Deep Work by Cal Newport where he argues that instead of focussing on multiple things at once, focussing on one thing for long periods of time is the best way to produce high-quality work. High-Quality Work Produced = (Time Spent) x (Intensity of Focus).

Grit by Angela Duckworth: A portrait of how the two P’s of perseverance and passion meet in a lot of the world’s high achievers.

Mindset by Carol Dweck: Ms. Dweck believes that anything can be changed about anyone as long as they believe it can be changed and truly work to achieve that change.

What is a recent purchase you have made that’s helped with your business?

Replacing my old 5 iPhone with a new iPhone 11. Just the quality of the camera alone (for video testimonials or pictures of my students) is worth it.

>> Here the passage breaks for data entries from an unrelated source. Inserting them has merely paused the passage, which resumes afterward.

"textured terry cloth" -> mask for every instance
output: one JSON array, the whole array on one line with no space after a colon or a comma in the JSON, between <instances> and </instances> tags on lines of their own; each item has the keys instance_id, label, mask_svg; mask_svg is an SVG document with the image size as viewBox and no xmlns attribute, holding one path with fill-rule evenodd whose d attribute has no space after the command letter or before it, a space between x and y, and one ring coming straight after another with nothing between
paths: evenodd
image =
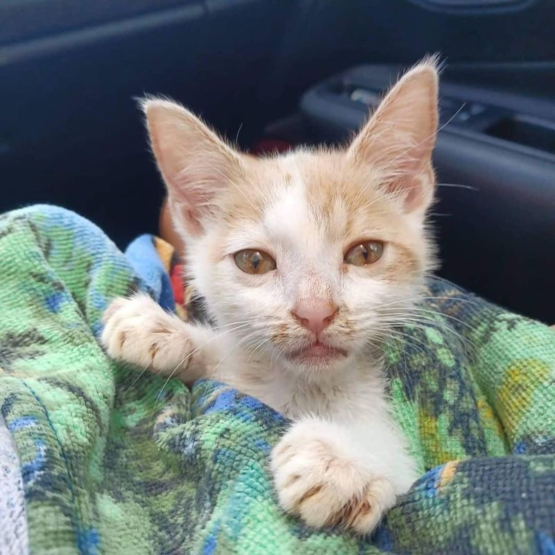
<instances>
[{"instance_id":1,"label":"textured terry cloth","mask_svg":"<svg viewBox=\"0 0 555 555\"><path fill-rule=\"evenodd\" d=\"M0 219L0 409L31 553L555 552L547 326L429 282L432 323L385 352L393 412L422 474L372 537L357 538L280 511L267 471L287 426L279 414L221 384L164 387L108 359L102 311L143 282L71 212Z\"/></svg>"},{"instance_id":2,"label":"textured terry cloth","mask_svg":"<svg viewBox=\"0 0 555 555\"><path fill-rule=\"evenodd\" d=\"M12 436L0 416L0 553L28 553L25 497L19 460Z\"/></svg>"}]
</instances>

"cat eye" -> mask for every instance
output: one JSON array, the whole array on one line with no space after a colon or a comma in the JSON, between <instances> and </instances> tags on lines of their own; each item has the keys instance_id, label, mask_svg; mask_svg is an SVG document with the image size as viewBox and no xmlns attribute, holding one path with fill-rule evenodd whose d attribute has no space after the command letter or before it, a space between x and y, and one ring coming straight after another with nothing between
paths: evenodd
<instances>
[{"instance_id":1,"label":"cat eye","mask_svg":"<svg viewBox=\"0 0 555 555\"><path fill-rule=\"evenodd\" d=\"M345 262L353 266L368 266L382 257L384 244L381 241L365 241L349 249Z\"/></svg>"},{"instance_id":2,"label":"cat eye","mask_svg":"<svg viewBox=\"0 0 555 555\"><path fill-rule=\"evenodd\" d=\"M237 267L246 273L267 273L275 269L275 260L270 255L254 248L239 250L233 258Z\"/></svg>"}]
</instances>

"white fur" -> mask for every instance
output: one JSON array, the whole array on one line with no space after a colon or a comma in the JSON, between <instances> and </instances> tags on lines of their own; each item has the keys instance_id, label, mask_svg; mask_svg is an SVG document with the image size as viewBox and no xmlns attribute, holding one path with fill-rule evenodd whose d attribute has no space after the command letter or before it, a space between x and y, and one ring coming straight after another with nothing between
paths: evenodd
<instances>
[{"instance_id":1,"label":"white fur","mask_svg":"<svg viewBox=\"0 0 555 555\"><path fill-rule=\"evenodd\" d=\"M291 418L270 470L282 507L312 526L369 533L416 477L379 352L432 262L434 64L406 74L342 152L255 160L178 105L145 103L187 274L216 325L182 322L137 295L109 307L102 341L115 358L187 383L216 378ZM368 239L384 243L382 257L344 264ZM233 254L247 248L276 269L242 272ZM294 311L316 302L337 308L318 340L345 356L300 362L293 354L314 338Z\"/></svg>"}]
</instances>

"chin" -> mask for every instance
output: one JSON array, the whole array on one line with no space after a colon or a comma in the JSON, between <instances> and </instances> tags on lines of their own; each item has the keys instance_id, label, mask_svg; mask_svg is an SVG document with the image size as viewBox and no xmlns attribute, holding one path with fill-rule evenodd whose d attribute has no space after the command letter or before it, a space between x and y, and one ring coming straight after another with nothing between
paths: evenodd
<instances>
[{"instance_id":1,"label":"chin","mask_svg":"<svg viewBox=\"0 0 555 555\"><path fill-rule=\"evenodd\" d=\"M289 368L304 374L336 371L348 359L349 353L343 349L320 345L293 351L285 357Z\"/></svg>"}]
</instances>

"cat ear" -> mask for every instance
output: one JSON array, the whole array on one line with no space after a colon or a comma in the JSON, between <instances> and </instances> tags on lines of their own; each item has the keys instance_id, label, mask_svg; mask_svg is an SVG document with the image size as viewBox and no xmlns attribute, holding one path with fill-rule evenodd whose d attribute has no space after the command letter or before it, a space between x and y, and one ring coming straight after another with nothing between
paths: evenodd
<instances>
[{"instance_id":1,"label":"cat ear","mask_svg":"<svg viewBox=\"0 0 555 555\"><path fill-rule=\"evenodd\" d=\"M382 174L407 212L423 213L434 196L432 151L438 126L436 58L406 73L355 138L348 155Z\"/></svg>"},{"instance_id":2,"label":"cat ear","mask_svg":"<svg viewBox=\"0 0 555 555\"><path fill-rule=\"evenodd\" d=\"M174 221L198 235L216 215L218 194L241 173L239 155L175 102L147 99L142 108Z\"/></svg>"}]
</instances>

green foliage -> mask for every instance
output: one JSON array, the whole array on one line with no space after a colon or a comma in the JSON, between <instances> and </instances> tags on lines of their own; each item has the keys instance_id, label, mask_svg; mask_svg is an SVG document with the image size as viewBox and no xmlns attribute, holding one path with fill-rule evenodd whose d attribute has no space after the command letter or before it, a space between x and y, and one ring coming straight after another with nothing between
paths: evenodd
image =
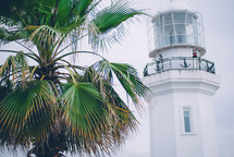
<instances>
[{"instance_id":1,"label":"green foliage","mask_svg":"<svg viewBox=\"0 0 234 157\"><path fill-rule=\"evenodd\" d=\"M119 41L124 23L143 14L125 1L100 9L96 0L2 1L0 44L17 43L0 65L0 144L33 148L40 157L62 152L103 156L120 146L137 126L128 105L113 86L116 78L140 107L148 88L136 70L112 63L97 52L78 51L77 41L94 48ZM36 47L34 51L32 47ZM67 52L67 48L75 50ZM96 55L100 61L82 67L64 58ZM29 65L27 60L34 61Z\"/></svg>"}]
</instances>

Also, don’t forget that inquiry into good small business accounting software… lol.

Tell us about your most difficult coaching experience.

I had a beautiful young woman fly in. From a single mom household, she was blocked and paralyzed in her written work. We began my process. Early in the day, she was incredibly coachable, working very hard and open to my coaching interventions. Then every day after lunch she would get oppositional. The funny part of this story is I called her mother on the second day and said “Why didn’t you tell me?” and the mom said, “I know.” By the end of our time together, she produced the best two essays I’ve ever coached. Quite a journey!